7. Mme A... soutient qu’elle a été exonérée de taxe d’habitation à raison de sa résidence secondaire de Dammarie-les-Lys au titre de l’année 2021 et que, sans changement dans sa situation, elle ne comprend pas le refus de l’administration fiscale de lui faire bénéficier de cette exonération au titre de l’année 2022. Elle doit, par un tel argumentaire, être regardée comme se prévalant, en application des articles L. 80 A et L. 80 B précités du livre des procédures fiscales, d’une prise de position formelle de l’administration. Or, d’une part, le dégrèvement de la taxe d’habitation au titre de l’année 2021 n’est pas une prise de position formelle de l’administration concernant la taxe d’habitation de la requérante ; d’autre part, le dégrèvement d’une imposition au titre d’une autre année que celle en litige n’implique pas qu’il faille également décharger l’imposition au titre de l’année litigieuse ; enfin, et en tout état de cause, un tel moyen doit être écarté comme inopérant dans la mesure où un contribuable ne peut invoquer une prise de position de l'administration pour demander la décharge d'une imposition primitive.

8. Il résulte de ce qui précède que les conclusions à fin de décharge doivent être écartés, tant sur le terrain de la loi fiscale que sur le terrain de la doctrine administrative. Par voie de conséquence, seront également rejetées les conclusions de la requête de Mme A..., au demeurant non chiffrées, tendant au bénéfice de l’article L. 761-1 du code de justice administrative, la requérante ne justifiant pas en tout état de cause avoir exposés des frais sur le fondement de cet article, notamment en ce qu’elle n’a pas eu recours aux services d’un avocat.



D E C I D E :



Article 1er : La requête de Mme A... est rejetée.


Article 2 : Le présent jugement sera notifié à Mme B... A... et au directeur départemental des finances publiques de Seine-et-Marne.


Délibéré après l'audience du 6 janvier 2026.
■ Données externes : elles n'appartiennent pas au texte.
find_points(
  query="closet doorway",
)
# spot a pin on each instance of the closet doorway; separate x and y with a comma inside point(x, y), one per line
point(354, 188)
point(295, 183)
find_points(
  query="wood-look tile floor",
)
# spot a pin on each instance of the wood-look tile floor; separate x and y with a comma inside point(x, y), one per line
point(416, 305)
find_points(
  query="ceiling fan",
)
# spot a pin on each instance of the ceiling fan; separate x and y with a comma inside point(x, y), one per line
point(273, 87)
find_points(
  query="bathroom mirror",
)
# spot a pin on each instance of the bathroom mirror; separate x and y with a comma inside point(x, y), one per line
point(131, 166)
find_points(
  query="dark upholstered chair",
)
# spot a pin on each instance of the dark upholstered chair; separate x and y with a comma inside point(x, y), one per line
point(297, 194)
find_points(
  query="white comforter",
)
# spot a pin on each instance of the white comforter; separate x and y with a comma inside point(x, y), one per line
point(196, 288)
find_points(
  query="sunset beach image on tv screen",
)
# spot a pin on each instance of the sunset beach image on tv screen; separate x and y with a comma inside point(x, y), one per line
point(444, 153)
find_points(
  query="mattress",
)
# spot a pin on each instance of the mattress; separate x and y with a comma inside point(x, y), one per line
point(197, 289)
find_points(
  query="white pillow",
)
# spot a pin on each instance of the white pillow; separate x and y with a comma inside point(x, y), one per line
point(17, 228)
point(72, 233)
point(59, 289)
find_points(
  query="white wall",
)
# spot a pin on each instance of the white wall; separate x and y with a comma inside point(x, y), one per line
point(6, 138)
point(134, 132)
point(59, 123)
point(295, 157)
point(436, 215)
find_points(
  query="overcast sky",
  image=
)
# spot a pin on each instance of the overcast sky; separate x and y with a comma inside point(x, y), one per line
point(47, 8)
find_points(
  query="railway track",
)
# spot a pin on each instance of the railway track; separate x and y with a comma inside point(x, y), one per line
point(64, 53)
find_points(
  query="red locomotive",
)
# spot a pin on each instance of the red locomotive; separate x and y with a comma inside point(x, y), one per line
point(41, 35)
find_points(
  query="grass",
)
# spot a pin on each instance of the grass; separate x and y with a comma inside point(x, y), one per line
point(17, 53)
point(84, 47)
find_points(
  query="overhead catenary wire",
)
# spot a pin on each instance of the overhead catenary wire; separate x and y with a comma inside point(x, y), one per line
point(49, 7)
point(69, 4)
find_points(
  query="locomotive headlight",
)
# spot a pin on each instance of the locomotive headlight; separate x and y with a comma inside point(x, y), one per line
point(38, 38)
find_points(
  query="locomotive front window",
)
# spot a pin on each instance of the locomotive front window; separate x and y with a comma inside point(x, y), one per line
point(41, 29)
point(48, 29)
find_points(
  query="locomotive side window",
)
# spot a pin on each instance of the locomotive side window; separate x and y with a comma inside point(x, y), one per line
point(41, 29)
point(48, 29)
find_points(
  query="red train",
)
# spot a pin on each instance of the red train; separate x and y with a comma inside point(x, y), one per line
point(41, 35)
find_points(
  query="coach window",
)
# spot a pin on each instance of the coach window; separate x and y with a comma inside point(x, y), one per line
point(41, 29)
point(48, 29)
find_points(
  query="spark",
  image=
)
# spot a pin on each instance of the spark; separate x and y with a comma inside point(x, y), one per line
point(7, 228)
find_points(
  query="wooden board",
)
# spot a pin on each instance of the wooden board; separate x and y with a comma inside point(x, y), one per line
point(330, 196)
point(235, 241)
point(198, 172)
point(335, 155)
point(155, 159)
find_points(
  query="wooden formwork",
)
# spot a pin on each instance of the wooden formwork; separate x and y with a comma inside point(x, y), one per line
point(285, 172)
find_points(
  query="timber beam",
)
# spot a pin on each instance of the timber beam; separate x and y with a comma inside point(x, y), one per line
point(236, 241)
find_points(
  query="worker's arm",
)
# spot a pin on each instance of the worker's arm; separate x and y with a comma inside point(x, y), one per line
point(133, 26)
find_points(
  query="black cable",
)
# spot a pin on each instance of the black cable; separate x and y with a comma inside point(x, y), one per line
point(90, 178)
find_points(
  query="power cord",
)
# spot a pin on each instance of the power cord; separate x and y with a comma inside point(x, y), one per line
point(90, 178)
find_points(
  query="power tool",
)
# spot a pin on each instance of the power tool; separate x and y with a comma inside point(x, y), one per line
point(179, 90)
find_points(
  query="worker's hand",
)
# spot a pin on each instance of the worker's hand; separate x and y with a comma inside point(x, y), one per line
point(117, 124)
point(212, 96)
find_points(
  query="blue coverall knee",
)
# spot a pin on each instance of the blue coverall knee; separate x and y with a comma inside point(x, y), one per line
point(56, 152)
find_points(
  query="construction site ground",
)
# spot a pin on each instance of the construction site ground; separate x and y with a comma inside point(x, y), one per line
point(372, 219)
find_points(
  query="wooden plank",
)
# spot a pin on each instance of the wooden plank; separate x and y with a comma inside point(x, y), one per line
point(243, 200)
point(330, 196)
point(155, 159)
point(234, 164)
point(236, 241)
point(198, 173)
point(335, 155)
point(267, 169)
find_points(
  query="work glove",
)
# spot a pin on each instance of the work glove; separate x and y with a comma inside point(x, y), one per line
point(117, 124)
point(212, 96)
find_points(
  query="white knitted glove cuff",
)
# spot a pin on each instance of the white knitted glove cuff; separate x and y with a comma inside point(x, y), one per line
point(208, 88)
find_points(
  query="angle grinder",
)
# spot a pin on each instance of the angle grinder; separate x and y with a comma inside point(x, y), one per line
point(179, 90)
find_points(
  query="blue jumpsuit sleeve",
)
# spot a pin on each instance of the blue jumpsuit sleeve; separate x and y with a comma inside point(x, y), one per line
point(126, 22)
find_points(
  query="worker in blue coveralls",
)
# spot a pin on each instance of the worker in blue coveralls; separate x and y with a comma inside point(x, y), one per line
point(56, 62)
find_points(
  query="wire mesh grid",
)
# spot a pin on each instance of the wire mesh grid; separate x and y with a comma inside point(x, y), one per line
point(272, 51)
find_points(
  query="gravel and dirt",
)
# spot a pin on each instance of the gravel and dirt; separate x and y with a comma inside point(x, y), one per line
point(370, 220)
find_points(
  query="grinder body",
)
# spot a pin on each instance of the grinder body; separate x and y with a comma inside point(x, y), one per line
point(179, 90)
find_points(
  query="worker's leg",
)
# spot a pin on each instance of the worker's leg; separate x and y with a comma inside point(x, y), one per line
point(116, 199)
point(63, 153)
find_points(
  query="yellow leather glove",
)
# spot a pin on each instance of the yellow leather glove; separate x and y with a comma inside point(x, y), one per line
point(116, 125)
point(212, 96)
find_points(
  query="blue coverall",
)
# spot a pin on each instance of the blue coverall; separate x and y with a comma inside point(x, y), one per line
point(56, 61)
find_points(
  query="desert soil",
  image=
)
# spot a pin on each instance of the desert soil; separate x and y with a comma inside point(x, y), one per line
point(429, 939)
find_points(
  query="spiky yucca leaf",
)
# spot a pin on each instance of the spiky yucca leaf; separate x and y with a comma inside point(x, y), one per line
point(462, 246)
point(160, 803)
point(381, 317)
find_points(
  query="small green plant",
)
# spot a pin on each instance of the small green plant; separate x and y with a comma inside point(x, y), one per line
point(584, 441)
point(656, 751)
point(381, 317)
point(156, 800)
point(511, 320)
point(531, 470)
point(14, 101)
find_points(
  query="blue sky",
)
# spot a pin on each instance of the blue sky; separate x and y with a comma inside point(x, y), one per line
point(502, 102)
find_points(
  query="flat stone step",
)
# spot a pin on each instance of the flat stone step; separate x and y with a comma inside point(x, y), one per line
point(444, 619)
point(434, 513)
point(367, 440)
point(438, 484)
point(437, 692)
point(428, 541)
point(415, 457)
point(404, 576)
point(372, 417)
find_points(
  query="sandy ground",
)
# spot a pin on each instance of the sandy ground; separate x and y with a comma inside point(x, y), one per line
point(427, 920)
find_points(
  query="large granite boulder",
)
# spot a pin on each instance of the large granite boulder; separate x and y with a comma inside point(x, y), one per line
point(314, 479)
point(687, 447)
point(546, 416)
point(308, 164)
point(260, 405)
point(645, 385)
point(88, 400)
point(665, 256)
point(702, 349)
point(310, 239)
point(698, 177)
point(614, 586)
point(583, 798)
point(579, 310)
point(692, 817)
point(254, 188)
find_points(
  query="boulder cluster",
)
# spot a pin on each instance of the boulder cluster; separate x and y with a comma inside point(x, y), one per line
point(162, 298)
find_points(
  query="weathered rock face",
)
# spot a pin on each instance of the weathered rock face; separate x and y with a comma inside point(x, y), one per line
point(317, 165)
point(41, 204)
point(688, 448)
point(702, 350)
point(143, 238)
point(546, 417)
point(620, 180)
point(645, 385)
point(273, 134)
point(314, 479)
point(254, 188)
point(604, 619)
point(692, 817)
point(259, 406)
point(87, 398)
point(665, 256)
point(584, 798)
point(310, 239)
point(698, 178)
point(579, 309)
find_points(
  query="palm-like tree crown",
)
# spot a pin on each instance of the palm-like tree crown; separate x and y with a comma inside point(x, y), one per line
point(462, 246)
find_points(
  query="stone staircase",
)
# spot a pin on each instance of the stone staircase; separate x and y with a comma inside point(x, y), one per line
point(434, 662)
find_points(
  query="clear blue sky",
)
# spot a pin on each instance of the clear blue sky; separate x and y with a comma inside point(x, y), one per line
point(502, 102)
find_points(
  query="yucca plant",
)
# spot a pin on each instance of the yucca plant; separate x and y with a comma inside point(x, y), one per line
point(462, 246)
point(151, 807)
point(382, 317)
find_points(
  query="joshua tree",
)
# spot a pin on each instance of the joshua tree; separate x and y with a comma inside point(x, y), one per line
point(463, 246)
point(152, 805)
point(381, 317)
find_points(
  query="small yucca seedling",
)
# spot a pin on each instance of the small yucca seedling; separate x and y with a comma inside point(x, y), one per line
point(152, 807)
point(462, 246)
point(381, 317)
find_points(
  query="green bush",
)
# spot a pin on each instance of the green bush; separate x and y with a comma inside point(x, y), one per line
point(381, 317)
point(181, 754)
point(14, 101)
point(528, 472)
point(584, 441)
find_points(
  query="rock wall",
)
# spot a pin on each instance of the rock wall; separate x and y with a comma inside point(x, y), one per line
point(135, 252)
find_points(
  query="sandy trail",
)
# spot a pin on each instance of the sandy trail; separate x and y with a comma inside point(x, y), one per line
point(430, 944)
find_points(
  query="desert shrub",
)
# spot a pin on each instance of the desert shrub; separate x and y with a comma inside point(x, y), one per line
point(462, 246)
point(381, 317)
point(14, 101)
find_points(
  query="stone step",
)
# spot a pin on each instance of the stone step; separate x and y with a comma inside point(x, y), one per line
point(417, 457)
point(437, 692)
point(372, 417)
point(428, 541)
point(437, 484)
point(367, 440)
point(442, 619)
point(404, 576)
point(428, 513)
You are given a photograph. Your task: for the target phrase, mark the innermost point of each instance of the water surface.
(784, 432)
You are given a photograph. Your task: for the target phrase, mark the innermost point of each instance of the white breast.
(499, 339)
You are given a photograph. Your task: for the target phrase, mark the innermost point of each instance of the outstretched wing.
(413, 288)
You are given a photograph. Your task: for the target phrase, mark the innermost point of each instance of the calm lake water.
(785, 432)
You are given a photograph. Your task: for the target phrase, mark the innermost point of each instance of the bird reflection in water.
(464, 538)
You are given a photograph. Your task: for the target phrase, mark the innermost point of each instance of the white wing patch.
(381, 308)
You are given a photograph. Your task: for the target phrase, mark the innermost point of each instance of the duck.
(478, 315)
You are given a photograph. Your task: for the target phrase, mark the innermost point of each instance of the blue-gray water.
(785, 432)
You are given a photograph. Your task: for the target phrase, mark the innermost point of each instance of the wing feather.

Rendu public par mise à disposition au greffe le 20 janvier 2026.


Le président,





C. Freydefont


La greffière,





C. Rouillard

La République mande et ordonne au ministre de l’économie, des finances, de l'industrie et de la souveraineté industrielle et numérique, en ce qui le concerne ou à tous huissiers de justice à ce requis en ce qui concerne les voies de droit commun, contre les parties privées, de pourvoir à l'exécution du présent jugement.